More and more people ventured out on the dingy, run-down streets around the
slum housing complexes of La Courneuve. A few were heading for the nearest
Metro station on their way to whatever menial jobs they had been able to find.
More were women carrying baskets and bags — mothers, wives, and grandmothers
sent out to shop for the day's food. Some were families strolling toward the
wooded spaces and parkland north of the suburb. Sunday morning was a rare
opportunity for parents to give their children a taste of the open air away
from the crime-ridden, graffiti-smeared streets and alleys, and the
trash-heaped hallways of the Cite des Quatre Milk.
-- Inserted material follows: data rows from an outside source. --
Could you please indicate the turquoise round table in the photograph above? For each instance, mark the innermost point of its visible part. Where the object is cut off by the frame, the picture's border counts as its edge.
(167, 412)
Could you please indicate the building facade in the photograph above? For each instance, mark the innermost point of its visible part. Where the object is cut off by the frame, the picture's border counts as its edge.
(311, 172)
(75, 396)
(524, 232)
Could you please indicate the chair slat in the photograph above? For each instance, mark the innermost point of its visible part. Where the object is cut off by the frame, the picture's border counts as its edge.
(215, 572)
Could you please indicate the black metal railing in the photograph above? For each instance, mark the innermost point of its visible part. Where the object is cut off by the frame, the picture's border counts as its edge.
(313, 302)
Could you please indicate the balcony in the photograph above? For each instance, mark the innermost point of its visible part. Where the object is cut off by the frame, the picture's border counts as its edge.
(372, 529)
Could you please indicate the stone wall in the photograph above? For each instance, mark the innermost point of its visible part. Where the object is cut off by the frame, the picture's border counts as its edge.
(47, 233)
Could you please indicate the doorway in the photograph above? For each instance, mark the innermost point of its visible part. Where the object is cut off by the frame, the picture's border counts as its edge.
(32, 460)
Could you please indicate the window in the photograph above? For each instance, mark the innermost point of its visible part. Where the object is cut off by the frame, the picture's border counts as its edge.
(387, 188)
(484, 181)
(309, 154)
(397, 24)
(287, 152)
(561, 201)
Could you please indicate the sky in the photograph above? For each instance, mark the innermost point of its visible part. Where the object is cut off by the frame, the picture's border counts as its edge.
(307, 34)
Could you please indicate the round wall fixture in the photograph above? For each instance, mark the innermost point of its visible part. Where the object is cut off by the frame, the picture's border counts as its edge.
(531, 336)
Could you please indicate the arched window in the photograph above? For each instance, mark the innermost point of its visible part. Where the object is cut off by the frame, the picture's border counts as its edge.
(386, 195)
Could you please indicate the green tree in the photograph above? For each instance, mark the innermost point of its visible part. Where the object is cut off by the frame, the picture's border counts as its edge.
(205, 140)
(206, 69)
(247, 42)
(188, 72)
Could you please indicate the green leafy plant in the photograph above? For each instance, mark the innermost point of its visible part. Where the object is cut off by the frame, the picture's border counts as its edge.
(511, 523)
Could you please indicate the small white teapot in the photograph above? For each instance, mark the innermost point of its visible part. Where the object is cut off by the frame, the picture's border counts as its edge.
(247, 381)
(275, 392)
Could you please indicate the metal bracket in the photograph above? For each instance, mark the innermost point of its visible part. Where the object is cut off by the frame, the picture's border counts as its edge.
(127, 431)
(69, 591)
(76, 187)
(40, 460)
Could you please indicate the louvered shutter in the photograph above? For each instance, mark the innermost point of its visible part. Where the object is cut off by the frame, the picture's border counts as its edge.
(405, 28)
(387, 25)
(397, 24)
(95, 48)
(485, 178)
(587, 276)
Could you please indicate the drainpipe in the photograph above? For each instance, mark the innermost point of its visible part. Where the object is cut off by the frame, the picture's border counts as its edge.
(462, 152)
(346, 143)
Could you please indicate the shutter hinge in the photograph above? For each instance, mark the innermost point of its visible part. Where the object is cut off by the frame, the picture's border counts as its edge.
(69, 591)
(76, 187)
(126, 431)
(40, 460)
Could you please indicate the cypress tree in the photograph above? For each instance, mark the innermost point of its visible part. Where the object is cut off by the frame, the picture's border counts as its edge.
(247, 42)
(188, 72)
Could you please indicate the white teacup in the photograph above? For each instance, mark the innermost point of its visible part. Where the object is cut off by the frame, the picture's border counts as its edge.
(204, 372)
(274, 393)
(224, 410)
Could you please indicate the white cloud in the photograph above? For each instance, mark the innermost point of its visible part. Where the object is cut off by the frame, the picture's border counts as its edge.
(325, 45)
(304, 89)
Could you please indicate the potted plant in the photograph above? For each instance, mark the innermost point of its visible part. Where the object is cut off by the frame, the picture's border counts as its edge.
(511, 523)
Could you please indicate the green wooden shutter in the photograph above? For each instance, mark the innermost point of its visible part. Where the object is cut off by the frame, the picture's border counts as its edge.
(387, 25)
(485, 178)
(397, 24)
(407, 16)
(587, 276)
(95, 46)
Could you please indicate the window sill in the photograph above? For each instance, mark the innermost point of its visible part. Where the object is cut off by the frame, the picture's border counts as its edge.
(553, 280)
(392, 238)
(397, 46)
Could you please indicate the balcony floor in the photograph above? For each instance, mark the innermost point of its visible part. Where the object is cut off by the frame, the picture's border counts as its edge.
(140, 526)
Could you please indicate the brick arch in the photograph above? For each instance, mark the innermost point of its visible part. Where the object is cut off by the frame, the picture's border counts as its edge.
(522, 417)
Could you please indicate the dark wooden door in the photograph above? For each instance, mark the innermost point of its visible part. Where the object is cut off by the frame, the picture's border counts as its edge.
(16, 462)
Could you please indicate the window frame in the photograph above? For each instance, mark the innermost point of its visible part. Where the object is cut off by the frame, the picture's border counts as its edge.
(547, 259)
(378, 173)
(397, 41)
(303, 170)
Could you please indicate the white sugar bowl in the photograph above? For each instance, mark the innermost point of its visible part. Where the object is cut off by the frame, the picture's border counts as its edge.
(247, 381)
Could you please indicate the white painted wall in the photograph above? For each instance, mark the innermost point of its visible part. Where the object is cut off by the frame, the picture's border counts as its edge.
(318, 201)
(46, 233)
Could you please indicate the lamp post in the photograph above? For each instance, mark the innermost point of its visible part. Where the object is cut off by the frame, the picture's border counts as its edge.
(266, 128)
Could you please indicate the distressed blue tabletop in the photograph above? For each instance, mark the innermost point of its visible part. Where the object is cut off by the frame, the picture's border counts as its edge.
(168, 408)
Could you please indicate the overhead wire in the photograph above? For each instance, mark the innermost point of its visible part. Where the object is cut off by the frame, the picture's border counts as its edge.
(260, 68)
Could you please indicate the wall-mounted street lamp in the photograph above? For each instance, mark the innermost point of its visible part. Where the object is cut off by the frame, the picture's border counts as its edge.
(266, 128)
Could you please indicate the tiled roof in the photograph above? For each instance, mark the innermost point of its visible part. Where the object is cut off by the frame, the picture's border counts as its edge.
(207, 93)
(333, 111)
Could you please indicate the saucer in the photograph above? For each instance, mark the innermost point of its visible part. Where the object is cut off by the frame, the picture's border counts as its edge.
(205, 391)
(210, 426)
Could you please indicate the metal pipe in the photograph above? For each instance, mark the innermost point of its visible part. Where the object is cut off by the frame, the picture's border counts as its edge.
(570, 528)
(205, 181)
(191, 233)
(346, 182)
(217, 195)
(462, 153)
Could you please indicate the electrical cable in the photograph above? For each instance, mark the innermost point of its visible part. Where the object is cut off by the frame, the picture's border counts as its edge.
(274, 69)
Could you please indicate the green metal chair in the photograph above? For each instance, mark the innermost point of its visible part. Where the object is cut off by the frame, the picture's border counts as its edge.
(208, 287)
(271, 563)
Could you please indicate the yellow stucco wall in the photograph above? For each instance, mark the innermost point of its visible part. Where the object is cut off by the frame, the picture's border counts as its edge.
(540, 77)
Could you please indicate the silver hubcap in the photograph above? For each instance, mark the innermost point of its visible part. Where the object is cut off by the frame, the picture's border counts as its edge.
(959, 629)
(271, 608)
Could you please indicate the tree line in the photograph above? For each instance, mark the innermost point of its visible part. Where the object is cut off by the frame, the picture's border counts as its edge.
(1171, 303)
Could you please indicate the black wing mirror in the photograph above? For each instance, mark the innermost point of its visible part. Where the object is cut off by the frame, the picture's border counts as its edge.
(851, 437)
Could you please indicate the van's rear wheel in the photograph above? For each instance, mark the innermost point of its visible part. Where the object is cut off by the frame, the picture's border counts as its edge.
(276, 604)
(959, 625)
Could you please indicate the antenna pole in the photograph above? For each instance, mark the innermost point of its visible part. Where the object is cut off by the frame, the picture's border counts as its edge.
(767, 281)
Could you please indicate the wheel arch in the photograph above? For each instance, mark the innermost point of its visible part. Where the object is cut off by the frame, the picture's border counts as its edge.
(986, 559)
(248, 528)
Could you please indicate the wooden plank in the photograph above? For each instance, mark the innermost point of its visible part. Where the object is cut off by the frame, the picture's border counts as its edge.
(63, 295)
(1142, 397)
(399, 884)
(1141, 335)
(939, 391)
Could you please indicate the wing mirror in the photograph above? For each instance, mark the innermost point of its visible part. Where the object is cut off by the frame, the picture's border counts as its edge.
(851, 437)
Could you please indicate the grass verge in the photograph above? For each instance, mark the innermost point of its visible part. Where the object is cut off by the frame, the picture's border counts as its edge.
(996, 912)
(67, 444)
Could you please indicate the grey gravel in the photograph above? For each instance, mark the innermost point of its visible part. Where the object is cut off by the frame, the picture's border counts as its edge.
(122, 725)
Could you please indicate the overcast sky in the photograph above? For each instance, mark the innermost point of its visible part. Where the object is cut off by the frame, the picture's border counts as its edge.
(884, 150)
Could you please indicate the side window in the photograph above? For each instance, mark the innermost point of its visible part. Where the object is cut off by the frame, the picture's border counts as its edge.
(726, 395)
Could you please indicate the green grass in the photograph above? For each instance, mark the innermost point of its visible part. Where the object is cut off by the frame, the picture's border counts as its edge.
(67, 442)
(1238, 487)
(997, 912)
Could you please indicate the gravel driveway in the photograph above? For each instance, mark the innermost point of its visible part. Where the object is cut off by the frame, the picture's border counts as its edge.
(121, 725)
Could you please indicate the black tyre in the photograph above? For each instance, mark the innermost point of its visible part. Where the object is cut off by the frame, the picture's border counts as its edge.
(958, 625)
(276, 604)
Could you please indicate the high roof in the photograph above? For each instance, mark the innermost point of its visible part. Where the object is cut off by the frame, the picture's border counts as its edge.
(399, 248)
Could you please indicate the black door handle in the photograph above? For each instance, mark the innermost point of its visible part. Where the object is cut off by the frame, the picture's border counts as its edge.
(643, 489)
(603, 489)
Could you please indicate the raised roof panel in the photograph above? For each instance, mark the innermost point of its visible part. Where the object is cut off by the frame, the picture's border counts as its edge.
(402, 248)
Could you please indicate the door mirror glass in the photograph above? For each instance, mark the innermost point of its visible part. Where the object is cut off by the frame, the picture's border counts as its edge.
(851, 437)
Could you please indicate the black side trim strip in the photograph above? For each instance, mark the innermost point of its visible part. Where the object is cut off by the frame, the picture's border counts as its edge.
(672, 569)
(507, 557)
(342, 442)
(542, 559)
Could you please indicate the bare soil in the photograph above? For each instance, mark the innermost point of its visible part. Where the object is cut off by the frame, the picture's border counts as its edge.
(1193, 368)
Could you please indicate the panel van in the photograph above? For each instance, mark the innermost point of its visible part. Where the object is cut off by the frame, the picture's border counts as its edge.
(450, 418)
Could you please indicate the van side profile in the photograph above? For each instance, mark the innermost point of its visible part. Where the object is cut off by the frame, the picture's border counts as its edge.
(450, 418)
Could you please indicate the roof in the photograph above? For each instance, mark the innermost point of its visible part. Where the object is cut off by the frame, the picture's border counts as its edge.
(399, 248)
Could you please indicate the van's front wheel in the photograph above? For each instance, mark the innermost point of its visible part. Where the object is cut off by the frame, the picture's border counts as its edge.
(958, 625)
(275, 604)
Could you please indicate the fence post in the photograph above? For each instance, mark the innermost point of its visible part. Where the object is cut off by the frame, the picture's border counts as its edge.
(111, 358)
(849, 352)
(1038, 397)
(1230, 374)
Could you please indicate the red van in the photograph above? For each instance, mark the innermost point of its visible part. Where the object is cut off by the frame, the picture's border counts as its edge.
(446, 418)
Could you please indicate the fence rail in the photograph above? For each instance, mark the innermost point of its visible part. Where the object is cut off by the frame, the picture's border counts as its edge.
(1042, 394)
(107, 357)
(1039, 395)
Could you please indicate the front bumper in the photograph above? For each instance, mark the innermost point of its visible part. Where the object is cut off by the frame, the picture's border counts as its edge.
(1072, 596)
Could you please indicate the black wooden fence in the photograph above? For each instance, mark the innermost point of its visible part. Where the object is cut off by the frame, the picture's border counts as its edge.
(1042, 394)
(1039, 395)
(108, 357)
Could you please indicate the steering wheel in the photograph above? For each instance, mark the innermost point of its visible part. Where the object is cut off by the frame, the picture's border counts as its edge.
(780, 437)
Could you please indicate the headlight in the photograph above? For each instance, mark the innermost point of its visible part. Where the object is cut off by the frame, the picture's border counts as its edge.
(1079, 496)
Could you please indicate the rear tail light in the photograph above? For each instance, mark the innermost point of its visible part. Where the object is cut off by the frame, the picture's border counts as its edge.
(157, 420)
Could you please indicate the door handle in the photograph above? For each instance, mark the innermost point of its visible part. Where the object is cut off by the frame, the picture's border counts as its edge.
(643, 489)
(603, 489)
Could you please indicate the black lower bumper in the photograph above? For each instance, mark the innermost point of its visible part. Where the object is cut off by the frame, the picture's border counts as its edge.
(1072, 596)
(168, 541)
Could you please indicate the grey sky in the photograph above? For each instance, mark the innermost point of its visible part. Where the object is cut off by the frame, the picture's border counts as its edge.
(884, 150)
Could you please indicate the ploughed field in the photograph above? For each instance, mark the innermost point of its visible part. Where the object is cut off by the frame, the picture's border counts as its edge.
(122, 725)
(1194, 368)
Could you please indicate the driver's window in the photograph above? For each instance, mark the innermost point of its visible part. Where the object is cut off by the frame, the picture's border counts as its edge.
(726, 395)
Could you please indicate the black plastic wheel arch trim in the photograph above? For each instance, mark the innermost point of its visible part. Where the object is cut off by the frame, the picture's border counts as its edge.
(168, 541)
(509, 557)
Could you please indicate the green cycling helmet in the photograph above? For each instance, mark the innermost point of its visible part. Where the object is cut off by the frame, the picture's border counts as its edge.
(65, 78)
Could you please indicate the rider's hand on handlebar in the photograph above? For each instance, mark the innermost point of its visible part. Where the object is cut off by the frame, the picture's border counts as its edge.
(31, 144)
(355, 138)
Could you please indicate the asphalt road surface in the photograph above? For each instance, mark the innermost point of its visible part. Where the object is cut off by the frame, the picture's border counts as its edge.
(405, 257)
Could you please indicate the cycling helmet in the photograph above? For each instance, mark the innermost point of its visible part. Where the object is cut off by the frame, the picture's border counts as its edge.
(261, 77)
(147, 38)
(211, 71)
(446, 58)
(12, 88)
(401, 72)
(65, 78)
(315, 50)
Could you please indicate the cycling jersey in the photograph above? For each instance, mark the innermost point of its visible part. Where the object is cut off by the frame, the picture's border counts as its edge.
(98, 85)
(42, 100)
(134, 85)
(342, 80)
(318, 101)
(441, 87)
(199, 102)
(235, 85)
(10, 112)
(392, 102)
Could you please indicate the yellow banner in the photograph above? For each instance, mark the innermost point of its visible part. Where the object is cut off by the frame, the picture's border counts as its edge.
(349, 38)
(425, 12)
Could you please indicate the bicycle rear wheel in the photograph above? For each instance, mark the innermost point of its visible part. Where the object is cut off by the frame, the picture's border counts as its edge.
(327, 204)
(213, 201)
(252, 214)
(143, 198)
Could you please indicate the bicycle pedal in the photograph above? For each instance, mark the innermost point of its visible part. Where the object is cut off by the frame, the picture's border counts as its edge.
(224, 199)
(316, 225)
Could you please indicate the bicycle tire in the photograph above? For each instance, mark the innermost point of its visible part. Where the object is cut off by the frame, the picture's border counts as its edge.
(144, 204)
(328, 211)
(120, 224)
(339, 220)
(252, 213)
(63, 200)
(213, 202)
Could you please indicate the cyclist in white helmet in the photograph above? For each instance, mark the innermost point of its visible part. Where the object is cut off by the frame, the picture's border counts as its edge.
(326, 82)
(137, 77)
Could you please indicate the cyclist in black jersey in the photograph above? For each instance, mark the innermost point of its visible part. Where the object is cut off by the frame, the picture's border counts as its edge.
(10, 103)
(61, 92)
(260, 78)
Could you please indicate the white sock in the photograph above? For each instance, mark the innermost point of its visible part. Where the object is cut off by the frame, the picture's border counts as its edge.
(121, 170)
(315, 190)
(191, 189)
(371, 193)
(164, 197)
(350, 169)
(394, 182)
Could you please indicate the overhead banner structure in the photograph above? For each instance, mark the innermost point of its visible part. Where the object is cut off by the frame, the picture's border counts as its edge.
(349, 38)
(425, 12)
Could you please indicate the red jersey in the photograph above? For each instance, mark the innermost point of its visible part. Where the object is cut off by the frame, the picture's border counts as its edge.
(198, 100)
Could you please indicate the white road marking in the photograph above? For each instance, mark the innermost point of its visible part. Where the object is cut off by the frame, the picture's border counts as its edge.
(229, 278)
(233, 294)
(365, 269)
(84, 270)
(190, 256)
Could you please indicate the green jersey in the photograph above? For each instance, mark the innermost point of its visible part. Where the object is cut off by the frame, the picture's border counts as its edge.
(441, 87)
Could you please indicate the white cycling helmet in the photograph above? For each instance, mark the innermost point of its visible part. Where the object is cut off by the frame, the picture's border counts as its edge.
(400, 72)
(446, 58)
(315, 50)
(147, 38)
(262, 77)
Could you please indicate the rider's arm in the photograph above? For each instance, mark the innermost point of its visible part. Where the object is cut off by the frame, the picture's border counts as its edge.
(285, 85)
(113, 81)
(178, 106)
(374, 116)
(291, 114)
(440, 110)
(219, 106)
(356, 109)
The thieves, thugs,
pushers, and drug addicts who preyed on them were mostly asleep, barricaded in
the bare concrete apartments provided by the French welfare state.

Flying on parallel courses now, the two UAVs climbed again, rising to just
over one thousand feet. Still moving at one hundred miles an hour, they crossed
over a wide avenue and entered the airspace above La Courneuve. Aboard first
one and then the other drone, control relays cycled, triggering the twin
canisters slung below their wings. With a sinister hiss, each canister began
spewing its contents in an invisible stream.

Hundreds of billions of Stage III nanophages fell across a huge swathe of La
Courneuve, slowly raining down out of the sky in an undetected cloud of death
and imminent slaughter. Vast numbers drifted among the thousands of
unsuspecting people caught outside and were inhaled unnoticed—pulled into their
lungs with every breath. Tens of billions more of the microscopic phages were
drawn into the huge air ducts atop the slum high-rises and spread through
ventilation shafts to apartments on every floor. Once the phages were inside,
air currents wafted them through every room, settling unseen on those sleeping,
drowsing in a drugged stupor, or mindlessly watching television.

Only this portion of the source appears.